I probably made a few too many potatoes - Andy claimed there were just the right amount of potatoes. The star of the dish was the bruschetta that you made to put on top of the baked chicken. I'm an avid bruschetta lover. It contains several things I love, basil, onions, garlic, and red wine vinegar. Oh and toss in some tomatoes too. I'm not all about the tomato. I like it in things, I like it cooked in sauces, even on a sandwich here and there - but to pick up a tomato and just eat it? Nope. To eat a cherry tomato and squirt the goo all over? nope. No thanks. But chop it up, add some onion, garlic, basil, red wine vinegar (or in this case balsamic), and salt and pepper? Yes. Very good. I'm weird - I know - I've accepted it... let's move on.

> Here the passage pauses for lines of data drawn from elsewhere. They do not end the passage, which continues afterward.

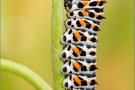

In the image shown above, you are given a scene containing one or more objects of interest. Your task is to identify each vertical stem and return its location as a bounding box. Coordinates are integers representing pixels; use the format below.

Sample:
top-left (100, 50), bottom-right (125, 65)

top-left (51, 0), bottom-right (64, 90)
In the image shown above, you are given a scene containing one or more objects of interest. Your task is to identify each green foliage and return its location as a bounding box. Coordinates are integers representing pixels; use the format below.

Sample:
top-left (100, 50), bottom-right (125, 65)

top-left (51, 0), bottom-right (64, 90)
top-left (1, 59), bottom-right (52, 90)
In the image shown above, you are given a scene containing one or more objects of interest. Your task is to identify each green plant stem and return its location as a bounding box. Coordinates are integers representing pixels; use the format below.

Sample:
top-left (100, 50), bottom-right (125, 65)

top-left (51, 0), bottom-right (64, 90)
top-left (1, 59), bottom-right (52, 90)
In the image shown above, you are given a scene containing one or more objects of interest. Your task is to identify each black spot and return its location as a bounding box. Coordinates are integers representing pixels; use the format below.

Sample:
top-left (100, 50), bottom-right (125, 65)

Sheet Pan Bruschetta Chicken
4 boneless, skinless chicken breasts
Kosher salt and freshly ground black pepper, to taste
16 ounces baby red potatoes, halved
2 tablespoons olive oil
3 cloves garlic, minced
1 teaspoon dried thyme
1/2 teaspoon dried oregano
1/2 teaspoon dried basil
1/3 cup freshly grated Parmesan
4 ounces fresh mozzarella cheese, cut into 4 slices
For the bruschetta
2 cups cherry tomatoes, halved
2 tablespoons olive oil
1 tablespoon balsamic vinegar
2 cloves garlic, minced
1/4 cup basil leaves, chiffonade
Kosher salt and freshly ground black pepper, to taste
Preheat oven to 400 degrees F. Lightly oil a baking sheet or coat with nonstick spray.
To make the bruschetta, combine tomatoes, olive oil, balsamic vinegar, garlic and basil in a medium bowl; season with salt and pepper, to taste. Set aside.
Season chicken with salt and pepper, to taste. Place chicken in a single layer onto one side of the prepared baking sheet.
Place potatoes onto the opposite side of the prepared baking sheet in a single layer. Add olive oil, garlic, thyme, oregano, basil and Parmesan; season with salt and pepper, to taste. Gently toss to combine.
Place into oven and bake until the chicken is cooked through and the potatoes are golden brown and crisp, about 20-25 minutes. Top chicken with mozzarella during the last 10 minutes of cooking time.
Serve immediately, topped with bruschetta.